Halbuki Afrika’dan her yıl, kıtaya dışardan sağlanan kalkınma yardımlarından daha fazla sermaye çıkışı oluyor.

50 milyar doları bulan bu kaynak, ağırlıklı olarak “vergi cennetleri”ne aktarılıyor. Burada kritik olan husus, vergi cennetlerinin Avrupa’yla olan bağı.

Hollanda merkezli CORPNET adlı araştırma grubuna göre dünya genelinde önde gelen 15 vergi cennetinden üçü (GKRY, Lüksemburg ve Malta) Birlik üyesi, 8 tanesi de Avrupa ülkelerinin deniz aşırı toprağı veya eski sömürgesi. 

- Kıtanın tarım sektörünün desteklenmesi bağlamında gıda güvenliği, çevre dostu üretim yöntemleri ve yerel üretimin desteklenmesine atıfta bulunuluyor.

Ancak, Afrika’da tarım sektörünün gelişmesinin önündeki en büyük engellerden birisinin AB ve ABD’de tarım sektörüne verilen cömert teşvikler olduğu gerçeği görmezden geliniyor.

Ayrıca, Afrikalı üreticilerin büyük çoğunluğu, Birliğin mevcut sağlık ve güvenlik düzenlemeleri ile kalite standartlarını aşabilecek yeterliği haiz bulunmuyor.

Kahve, kakao ve pamuk gibi bazı ürünler bunun istisnasını teşkil ediyor. Fakat bu durumun, ekonomisi büyük oranda bahsekonu hammaddelerin ihracatına dayalı Afrika ülkelerinin kırılganlık kısır döngüsünü aşmasına engel olduğu dikkatlerden kaçıyor. 
 

3.jpg
Fotoğraf: Reuters


- Belgede okyanuslarda sürdürülebilir avlanmanın temini ve balık stoklarının muhafazası adına yasa dışı ve düzensiz avlanmaya karşı Afrika ülkelerine destek verileceği kaydediliyor.

Öte yandan uluslararası medyada, AB üyelerinin Batı Afrika ülkelerine cüzi ruhsat bedelleri ödemek suretiyle bölgede aşırı avlanma gerçekleştirdiği raporlanıyor.

Dahası bu durum, AB’nin kendi mevzuatına dahi aykırılık teşkil ediyor. 

Netice itibariyle, AB’nin Afrika’ya yönelik genel yaklaşımı ile ahiren açıkladığı yeni strateji belgesinin birçok açıdan sorunlu olduğu, Birliğin bazı söylemleri ile eylemlerinin çeliştiği görülüyor.

Esas itibariyle bu durum, AB’nin stratejik çıkarları ile değerler odaklı dış politika anlayışı arasında bocalamasından kaynaklanıyor. 

Bu noktada Birlik, evrensel hak ve özgürlükleri temel alan değer odaklı yaklaşımını, Afrika bağlamında üretim ve katma-değere dayalı ekonomik dönüşüm sağlayacak ve kıtanın karşı karşıya bulunduğu demokratikleşme ve güvenlik sorunlarına çözüm sunacak cesur ve esaslı politikalarla desteklemeli.

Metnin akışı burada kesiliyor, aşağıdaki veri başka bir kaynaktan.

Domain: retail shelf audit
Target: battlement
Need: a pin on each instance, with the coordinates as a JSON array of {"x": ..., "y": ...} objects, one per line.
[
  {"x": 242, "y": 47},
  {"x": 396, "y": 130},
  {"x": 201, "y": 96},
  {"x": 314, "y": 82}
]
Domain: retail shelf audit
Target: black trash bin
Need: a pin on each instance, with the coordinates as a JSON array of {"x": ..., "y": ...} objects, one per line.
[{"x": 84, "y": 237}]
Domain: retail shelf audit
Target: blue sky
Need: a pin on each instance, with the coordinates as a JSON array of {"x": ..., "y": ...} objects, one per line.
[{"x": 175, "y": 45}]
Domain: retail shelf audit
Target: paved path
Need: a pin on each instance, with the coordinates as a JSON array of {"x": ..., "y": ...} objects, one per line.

Dolayısıyla AB, İkinci Dünya Savaşı akabinde ABD’nin Avrupa’ya “Marshall Planı” çerçevesinde sağladığı yardımdan daha kapsamlı bir stratejik destek planını Afrikalı muhataplarıyla bilistişare hazırlayıp uygulamalı. 

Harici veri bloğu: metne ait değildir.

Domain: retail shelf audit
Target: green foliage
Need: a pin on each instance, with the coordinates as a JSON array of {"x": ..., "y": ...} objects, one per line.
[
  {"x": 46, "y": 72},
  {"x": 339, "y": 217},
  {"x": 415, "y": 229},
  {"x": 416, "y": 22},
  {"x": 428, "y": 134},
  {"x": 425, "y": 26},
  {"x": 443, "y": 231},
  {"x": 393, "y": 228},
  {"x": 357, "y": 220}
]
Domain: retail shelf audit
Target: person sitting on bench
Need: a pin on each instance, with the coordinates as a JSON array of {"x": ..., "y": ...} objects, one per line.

Hulasa AB’nin, ekonomik ve sosyal kalkınma istikametinde önemli mesafe alacak, halklarına saygın bir yaşam kalitesi sağlayacak ve gençlere istihdam sağlayacak bir Afrika’nın kendi çıkarlarıyla örtüştüğü bilinciyle hareket etmesi ve kıtayla olan mevcut ilişkilerinde “bundan kârım ne olacak” sorusuna yanıt ararken güncel sorunların baskısından kurtularak uzun vadeli düşünmesi lazım geliyor.

 

 

*Bu makalede yer alan fikirler yazara aittir ve Independent Türkçe’nin editöryal politikasını yansıtmayabilir.